28. September 2009·Français·Genf·Cour de Justice (Cour civile) Chambre des prud'hommes·PDF·3,362 Wörter·~17 min·2

Zusammenfassung

; CONTRAT INDIVIDUEL DE TRAVAIL ; TRAVAUX DE CONSTRUCTION ; VENDEUR(PROFESSION) ; PROVISION(COMMISSION) ; AVANCE(EN GÉNÉRAL) ; SALAIRE ; INDEMNITÉ DE VACANCES ; DEMANDE RECONVENTIONNELLE ; FIDÉLITÉ ; FRAIS PROFESSIONNELS ; FRAIS DE VOYAGE ; COMPENSATION DE CRÉANCES ; PRINCIPE DE LA CONFIANCE(INTERPRÉTATION DU CONTRAT) ; FARDEAU DE LA PREUVE | Dans cette affaire, la Cour a considéré, contrairement aux premiers juges, que T n'avait pas droit au solde de sa rémunération, constituée uniquement de commissions sans part de salaire fixe. Il était en effet établi que les montants d'avance sur commissions qui lui avaient été versés par E étaient supérieurs au montant des commissions dues, de sorte que E s'étaient acquitté de ses obligations contractuelles salariales. Néanmoins, la Cour a relevé que E avait de son propre chef versé à T des avances dont il avait fixé lui-même le montant. E n'avait par ailleurs pas établi régulièrement de décomptes, ne permettant ainsi pas à T de déterminer le montant de ses commissions. En revanche, E avait prélevé chaque mois les cotisations sociales et légales sur les sommes versées, leur donnant de la sorte un caractère salarial complet. Dans ces circonstances, les montants versés à titre d'avances à T ne pouvaient être compris comme étant sujets à restitution. Par conséquent, E ne détenait aucune créance à opposer à T en compensation des indemnités pour vacances non prises que ce dernier lui réclamait, montant que E reconnaissait, au demeurant, lui devoir. | CO.322b; CO.362; CO.321a; CO.18al1; CC.8

Volltext

RÉPUBLIQUE ET CANTON DE GENÈVE Juridiction des prud’hommes Cause n° C/9145/2008 - 1 POUVOIR JUDICIAIRE * COUR D’APPEL* (CAPH/127/2009)

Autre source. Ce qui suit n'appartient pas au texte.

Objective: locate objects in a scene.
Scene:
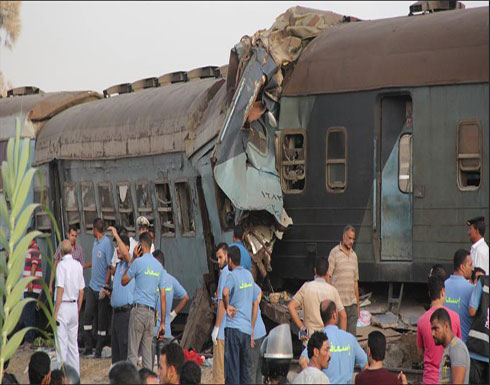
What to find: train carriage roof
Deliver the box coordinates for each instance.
[34,77,227,165]
[283,6,489,96]
[0,91,101,141]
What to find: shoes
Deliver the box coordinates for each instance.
[94,350,102,359]
[82,348,93,356]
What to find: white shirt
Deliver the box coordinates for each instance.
[470,238,489,275]
[56,254,85,301]
[293,366,330,384]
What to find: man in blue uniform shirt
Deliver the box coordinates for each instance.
[152,249,189,369]
[222,245,260,385]
[444,249,475,341]
[300,299,368,384]
[83,218,114,358]
[108,227,134,364]
[230,224,251,272]
[122,232,166,370]
[211,243,230,384]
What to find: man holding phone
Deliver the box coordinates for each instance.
[122,232,166,370]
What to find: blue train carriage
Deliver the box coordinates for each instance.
[272,6,489,283]
[0,87,101,276]
[33,67,235,304]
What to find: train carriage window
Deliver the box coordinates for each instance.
[64,182,80,229]
[135,181,154,229]
[326,127,347,193]
[81,182,97,231]
[117,182,135,234]
[280,131,306,193]
[457,119,482,190]
[155,181,175,237]
[175,181,196,236]
[34,187,51,233]
[399,134,413,193]
[98,182,116,229]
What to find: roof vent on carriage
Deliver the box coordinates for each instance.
[409,0,465,15]
[102,83,133,98]
[131,77,159,92]
[6,86,43,98]
[158,71,188,86]
[187,66,220,81]
[219,65,229,79]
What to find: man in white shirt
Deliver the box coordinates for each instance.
[467,217,489,275]
[293,331,331,384]
[54,240,85,375]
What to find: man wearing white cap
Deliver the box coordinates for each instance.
[136,216,155,253]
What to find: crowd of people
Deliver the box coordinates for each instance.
[7,211,488,384]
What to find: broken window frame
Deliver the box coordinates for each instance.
[174,179,196,237]
[457,119,482,191]
[116,181,136,235]
[398,134,413,193]
[326,126,348,193]
[135,180,154,230]
[98,182,117,231]
[64,182,80,230]
[214,180,235,232]
[154,179,176,238]
[81,181,97,232]
[34,185,51,233]
[279,130,307,194]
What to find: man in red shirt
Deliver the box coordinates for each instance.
[355,331,407,385]
[417,275,462,385]
[21,230,43,348]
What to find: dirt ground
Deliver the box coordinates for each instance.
[6,347,214,384]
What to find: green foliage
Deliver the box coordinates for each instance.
[0,119,58,382]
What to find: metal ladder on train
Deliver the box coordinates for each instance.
[387,282,404,315]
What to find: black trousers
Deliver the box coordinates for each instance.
[83,287,110,351]
[111,309,131,363]
[470,358,490,385]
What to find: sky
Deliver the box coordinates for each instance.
[1,1,488,92]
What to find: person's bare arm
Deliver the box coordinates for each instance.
[338,309,347,331]
[121,263,132,286]
[223,287,237,318]
[215,299,226,328]
[54,287,64,320]
[299,356,308,370]
[251,293,260,347]
[108,226,130,262]
[174,294,189,315]
[83,261,91,269]
[451,366,467,385]
[49,260,59,296]
[157,288,166,339]
[469,306,477,317]
[288,299,306,330]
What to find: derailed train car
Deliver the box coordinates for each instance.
[29,4,489,307]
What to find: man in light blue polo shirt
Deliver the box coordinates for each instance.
[230,224,251,272]
[109,232,134,363]
[223,245,260,385]
[300,299,367,383]
[444,249,475,341]
[211,243,230,384]
[248,283,267,384]
[122,232,166,370]
[83,218,114,358]
[152,249,189,369]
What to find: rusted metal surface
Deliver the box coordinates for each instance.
[0,91,101,140]
[261,300,291,325]
[34,78,225,165]
[283,7,489,96]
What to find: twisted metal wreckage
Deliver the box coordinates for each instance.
[213,6,360,280]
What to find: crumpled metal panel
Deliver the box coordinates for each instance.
[34,78,225,165]
[284,7,489,96]
[0,91,101,140]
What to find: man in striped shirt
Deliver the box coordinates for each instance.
[21,229,43,348]
[327,225,360,337]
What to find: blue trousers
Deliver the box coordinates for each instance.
[224,327,251,385]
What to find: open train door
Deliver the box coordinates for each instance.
[378,95,413,261]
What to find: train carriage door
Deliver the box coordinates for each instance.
[379,96,413,261]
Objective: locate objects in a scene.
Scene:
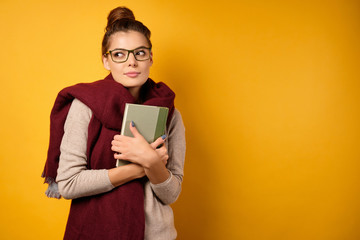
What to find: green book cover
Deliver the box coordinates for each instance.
[116,103,169,167]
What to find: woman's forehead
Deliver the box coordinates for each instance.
[108,31,149,49]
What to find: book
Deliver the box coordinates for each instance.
[116,103,169,167]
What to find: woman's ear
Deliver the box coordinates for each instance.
[103,55,111,71]
[150,52,153,66]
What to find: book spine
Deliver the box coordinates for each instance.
[154,107,169,140]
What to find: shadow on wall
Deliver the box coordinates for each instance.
[158,44,220,239]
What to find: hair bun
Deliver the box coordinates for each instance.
[106,7,135,31]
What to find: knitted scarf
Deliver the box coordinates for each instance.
[42,74,175,240]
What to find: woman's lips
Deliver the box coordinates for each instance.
[124,72,140,78]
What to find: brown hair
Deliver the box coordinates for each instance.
[101,7,152,55]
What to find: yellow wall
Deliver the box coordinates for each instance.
[1,0,359,239]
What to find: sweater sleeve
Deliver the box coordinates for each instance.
[56,98,114,199]
[149,109,186,205]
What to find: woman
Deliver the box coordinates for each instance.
[42,6,185,240]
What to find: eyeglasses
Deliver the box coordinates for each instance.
[105,47,151,63]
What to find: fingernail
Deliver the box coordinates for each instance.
[161,134,166,140]
[131,121,135,127]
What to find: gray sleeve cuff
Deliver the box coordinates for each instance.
[149,170,182,205]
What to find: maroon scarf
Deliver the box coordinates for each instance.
[42,74,175,240]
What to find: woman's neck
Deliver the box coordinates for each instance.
[128,86,141,103]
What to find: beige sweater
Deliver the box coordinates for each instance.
[56,98,186,240]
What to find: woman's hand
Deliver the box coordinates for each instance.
[111,122,166,169]
[151,140,169,166]
[111,121,170,184]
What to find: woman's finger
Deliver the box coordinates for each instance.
[150,135,166,149]
[129,121,142,138]
[114,152,126,160]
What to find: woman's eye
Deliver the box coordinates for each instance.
[135,50,146,56]
[113,52,125,58]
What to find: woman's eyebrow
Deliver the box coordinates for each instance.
[111,46,149,51]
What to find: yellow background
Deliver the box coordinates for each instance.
[1,0,359,239]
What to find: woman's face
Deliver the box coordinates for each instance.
[103,31,153,97]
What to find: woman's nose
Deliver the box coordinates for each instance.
[127,52,138,66]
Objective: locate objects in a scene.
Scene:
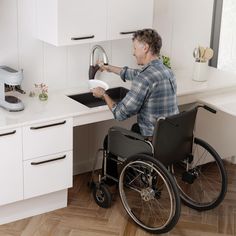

E_____ Sàrl Dom. élu: Me Jean-Luc MARSANO Boulevard James-Fazy 3 1201 Genève

Partie appelante

D’une part T_____ Route _____ Case postale _____ ______

Partie intimée

D’autre part

ARRÊT

du 28 septembre 2009

Mme Sylvie DROIN, présidente

MM. François MINO et Pierre REICHENBACH, juges employeurs MM. Yves DUPRE et Pierre André THORIMBERT, juges salariés

Mme Véronique DUBOSSON, greffière d’audience

Juridiction des prud’hommes Cause n° C/9145/2008 - 1 - 2 - * COUR D’APPEL *

EN FAIT

A. E_____SÀRL est une société à responsabilité limitée, dont le siège est à Z. Elle a pour but social l'entretien et la maintenance d'abris de protection civile, et les travaux dans le domaine du bâtiment, notamment la menuiserie.

B. Par contrat du 5 janvier 2006, E_____SÀRL a engagé T_____, né le 8 décembre 1938, en qualité d'"agent général (vendeur)", à compter du 9 janvier 2006. Les parties sont notamment convenues que le délai de résiliation était fixé à un mois pour la fin d'un mois durant la première année, et à deux mois pour la fin d'un mois dès la deuxième année, que la durée du travail était fixée à 38 heures par semaine, avec la possibilité de l'étendre à 42 heures hebdomadaires au cas où les impératifs de travail l'exigeraient, que le travailleur organisait son temps de travail en tenant compte des besoins du service, que le travailleur s'engageait à ne pas faire concurrence à l'employeur et ce, même après la fin des rapports de travail.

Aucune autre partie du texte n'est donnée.